One of the main issues facing startups is the diverse procurement approaches they find in different hospital systems. There is no single protocol; rather, companies must learn to navigate each system individually.
“Health care system procurement processes are extremely fragmented,” said Iredia Olaye, Ph.D., CEO of Covered By Group, researcher at Weill Cornell Medicine and first author on the study. “As a result, early-stage companies have more significant barriers to integrating digital health and AI into clinical practice than their later-stage technology conglomerate counterparts. The funding and regulatory processes and lack of knowledge digital health executives and health care providers bring to the process are barriers to successful integration.”
In some cases, companies have abandoned going after major health systems to market their products directly to employers or consumers.
“The problem with this approach is that, for truly integrated patient care, physicians and other clinical staff must lead the charge,” said Dr. Olaye. “For digital health and AI use at home, consumers would benefit from physicians' insights on which technologies will help them the most.”
Challenges in Regulatory Approval Process
Another barrier is the cost of conducting randomized clinical trials.
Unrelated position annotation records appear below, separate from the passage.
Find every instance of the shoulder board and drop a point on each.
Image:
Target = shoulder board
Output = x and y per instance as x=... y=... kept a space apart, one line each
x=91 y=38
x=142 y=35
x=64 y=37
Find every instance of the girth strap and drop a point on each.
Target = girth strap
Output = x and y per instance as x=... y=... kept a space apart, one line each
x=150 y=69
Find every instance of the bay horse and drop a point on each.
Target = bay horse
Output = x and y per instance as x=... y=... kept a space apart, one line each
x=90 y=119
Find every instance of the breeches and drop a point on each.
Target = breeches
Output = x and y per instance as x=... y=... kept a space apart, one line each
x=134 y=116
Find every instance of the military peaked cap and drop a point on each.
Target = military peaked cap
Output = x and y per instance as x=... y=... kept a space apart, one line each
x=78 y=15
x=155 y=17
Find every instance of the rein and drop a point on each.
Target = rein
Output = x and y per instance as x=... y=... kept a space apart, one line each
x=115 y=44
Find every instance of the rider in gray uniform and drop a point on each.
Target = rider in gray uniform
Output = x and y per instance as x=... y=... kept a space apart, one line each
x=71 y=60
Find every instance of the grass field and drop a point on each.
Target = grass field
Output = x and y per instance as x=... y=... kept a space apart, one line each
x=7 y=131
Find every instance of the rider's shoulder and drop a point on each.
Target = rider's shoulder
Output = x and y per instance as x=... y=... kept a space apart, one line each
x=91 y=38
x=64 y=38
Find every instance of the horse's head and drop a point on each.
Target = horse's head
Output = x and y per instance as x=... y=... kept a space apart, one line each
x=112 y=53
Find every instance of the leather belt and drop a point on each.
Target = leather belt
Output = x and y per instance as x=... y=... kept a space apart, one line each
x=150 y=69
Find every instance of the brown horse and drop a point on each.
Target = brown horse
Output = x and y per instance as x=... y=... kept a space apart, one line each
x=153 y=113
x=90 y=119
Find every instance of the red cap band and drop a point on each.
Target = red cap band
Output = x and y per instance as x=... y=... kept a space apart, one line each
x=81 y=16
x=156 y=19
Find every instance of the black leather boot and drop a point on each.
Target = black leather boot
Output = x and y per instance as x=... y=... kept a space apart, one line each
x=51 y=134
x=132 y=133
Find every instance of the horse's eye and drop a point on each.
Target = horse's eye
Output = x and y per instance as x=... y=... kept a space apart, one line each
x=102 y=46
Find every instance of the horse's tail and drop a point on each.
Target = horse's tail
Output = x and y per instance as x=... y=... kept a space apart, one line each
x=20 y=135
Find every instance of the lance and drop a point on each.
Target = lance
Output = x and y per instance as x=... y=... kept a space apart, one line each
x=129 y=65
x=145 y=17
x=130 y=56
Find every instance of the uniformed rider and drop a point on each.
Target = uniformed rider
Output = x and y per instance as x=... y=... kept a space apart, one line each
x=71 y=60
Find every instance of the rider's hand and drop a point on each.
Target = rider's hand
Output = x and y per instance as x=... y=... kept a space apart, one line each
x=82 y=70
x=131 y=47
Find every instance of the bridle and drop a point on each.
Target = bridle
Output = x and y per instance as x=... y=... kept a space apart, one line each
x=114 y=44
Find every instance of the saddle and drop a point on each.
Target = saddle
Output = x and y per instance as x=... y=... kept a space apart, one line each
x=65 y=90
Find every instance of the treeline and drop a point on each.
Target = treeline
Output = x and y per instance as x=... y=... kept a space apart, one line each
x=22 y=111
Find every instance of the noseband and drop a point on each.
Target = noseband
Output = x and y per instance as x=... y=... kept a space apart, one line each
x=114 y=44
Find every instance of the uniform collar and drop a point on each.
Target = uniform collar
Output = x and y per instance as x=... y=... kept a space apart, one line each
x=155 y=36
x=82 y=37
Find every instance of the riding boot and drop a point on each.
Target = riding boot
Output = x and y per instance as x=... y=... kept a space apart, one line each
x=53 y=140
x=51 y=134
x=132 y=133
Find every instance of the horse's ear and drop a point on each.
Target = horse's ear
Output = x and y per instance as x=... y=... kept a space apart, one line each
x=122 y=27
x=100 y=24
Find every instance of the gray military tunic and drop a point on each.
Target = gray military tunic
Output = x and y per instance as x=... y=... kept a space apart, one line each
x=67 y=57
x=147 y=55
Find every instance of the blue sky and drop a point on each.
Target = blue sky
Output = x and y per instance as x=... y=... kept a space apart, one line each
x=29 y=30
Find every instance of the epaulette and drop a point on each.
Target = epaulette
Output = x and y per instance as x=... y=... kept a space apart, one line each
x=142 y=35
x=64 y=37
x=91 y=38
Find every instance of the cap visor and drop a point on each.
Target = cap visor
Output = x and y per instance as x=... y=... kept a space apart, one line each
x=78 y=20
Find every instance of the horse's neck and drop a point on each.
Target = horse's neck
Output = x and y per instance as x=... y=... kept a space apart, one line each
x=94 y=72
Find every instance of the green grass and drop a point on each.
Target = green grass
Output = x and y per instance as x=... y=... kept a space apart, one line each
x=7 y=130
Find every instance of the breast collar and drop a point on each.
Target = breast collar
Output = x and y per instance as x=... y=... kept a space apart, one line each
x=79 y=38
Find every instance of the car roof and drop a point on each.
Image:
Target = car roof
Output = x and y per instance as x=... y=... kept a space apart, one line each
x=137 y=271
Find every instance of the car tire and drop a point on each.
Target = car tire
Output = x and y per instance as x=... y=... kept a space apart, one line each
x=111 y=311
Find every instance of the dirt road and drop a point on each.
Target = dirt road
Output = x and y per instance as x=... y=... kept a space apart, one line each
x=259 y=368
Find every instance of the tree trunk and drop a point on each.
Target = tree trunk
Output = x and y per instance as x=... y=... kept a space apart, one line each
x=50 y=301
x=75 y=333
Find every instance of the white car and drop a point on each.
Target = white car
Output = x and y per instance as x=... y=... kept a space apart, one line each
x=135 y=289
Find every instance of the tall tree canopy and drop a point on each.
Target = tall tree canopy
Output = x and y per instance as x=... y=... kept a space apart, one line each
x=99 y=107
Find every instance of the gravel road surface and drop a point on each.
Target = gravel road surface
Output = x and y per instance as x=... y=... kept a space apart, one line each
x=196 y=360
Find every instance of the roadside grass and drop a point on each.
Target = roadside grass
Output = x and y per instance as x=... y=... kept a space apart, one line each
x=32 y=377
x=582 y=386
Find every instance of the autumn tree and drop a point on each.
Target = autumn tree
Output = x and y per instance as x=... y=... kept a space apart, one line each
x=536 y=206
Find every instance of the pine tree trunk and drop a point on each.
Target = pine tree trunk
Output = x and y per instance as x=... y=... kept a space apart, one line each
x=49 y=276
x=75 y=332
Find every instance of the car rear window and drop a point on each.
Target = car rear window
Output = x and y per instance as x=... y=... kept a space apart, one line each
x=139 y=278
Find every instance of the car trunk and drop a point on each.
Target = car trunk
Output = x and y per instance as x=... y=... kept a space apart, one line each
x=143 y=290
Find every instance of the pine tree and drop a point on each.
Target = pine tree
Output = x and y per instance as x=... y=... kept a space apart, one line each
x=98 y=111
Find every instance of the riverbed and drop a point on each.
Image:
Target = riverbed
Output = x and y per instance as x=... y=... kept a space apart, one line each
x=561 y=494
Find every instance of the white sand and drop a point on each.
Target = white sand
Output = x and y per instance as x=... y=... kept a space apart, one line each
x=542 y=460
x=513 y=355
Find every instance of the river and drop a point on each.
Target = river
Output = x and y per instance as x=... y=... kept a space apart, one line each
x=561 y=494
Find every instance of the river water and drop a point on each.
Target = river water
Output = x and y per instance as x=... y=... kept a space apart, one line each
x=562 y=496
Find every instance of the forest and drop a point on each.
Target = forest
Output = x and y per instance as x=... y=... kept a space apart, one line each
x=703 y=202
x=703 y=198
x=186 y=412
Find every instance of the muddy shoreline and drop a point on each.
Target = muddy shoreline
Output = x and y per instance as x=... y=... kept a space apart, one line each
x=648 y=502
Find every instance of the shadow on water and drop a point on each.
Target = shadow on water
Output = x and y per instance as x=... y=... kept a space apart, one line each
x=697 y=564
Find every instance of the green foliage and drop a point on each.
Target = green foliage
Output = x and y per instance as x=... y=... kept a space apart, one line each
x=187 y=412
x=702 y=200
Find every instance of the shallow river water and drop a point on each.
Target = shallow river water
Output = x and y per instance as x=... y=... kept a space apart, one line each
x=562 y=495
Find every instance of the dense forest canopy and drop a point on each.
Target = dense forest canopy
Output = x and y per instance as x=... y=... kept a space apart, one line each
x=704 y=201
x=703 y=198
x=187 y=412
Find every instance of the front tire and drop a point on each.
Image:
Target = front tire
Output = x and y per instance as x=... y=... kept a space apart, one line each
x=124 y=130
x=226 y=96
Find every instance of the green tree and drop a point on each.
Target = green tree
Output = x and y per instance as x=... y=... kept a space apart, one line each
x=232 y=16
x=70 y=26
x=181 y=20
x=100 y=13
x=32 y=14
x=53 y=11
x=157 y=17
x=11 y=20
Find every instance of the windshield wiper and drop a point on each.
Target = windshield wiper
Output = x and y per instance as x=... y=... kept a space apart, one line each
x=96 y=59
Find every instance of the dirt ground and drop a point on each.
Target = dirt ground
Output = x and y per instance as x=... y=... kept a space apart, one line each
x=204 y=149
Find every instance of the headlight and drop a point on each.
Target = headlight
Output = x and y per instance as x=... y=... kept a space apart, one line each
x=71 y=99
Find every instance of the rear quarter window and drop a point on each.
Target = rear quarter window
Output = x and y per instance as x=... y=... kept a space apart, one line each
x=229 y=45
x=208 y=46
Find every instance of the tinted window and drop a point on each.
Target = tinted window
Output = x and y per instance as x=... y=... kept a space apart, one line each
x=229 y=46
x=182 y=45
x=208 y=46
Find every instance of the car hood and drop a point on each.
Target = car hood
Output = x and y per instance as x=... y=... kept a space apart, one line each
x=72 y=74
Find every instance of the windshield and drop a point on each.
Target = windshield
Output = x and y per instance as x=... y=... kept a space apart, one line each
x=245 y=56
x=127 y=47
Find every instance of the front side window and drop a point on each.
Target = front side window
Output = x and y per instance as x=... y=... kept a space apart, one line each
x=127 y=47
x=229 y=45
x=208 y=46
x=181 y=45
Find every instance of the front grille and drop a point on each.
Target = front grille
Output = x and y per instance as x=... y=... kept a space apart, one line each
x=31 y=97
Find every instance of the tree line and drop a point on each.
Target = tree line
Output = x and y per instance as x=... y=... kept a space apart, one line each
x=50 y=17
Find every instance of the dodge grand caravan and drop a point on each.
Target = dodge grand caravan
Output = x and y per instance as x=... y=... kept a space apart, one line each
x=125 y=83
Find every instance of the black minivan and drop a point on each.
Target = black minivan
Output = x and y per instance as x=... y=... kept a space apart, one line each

Startups face a Catch-22: If they conduct trials, they may never recoup the costs; if they don’t do trials, they will never gain regulatory approval.
On a public policy level, the authors would like the Food and Drug Administration (FDA), and other agencies in the U.S. and abroad, to review their guidelines to better support these innovative technologies. The FDA’s 510(k) clearance, which governs devices that are substantially similar to existing technologies, was created 10 years ago, long before many AI and digital technologies emerged.
“It’s just not consistent,” said Dr. Seixas. “We need the FDA to update their process to better differentiate between AI, digital health and medical devices and provide clearer guidelines for companies and health systems.”
The Miller School of Medicine, through the Department of Informatics and Health Data Science and other groups, is finding ways to accelerate AI’s transition into clinical care. Most startup health technology companies don’t have chief scientific or chief medical officers, making it challenging to organize clinical research. Academic institutions like the Miller School can help provide that expertise to enable clinical studies and facilitate FDA approval.
“Tech came into health care thinking they were going to change how we do things, but many of them failed because they're just not wired to care for patients,” said Dr. Seixas. “But that is exactly our wheelhouse. To move forward, we need to add an innovation and technology infrastructure to better incorporate and implement these solutions into health care.”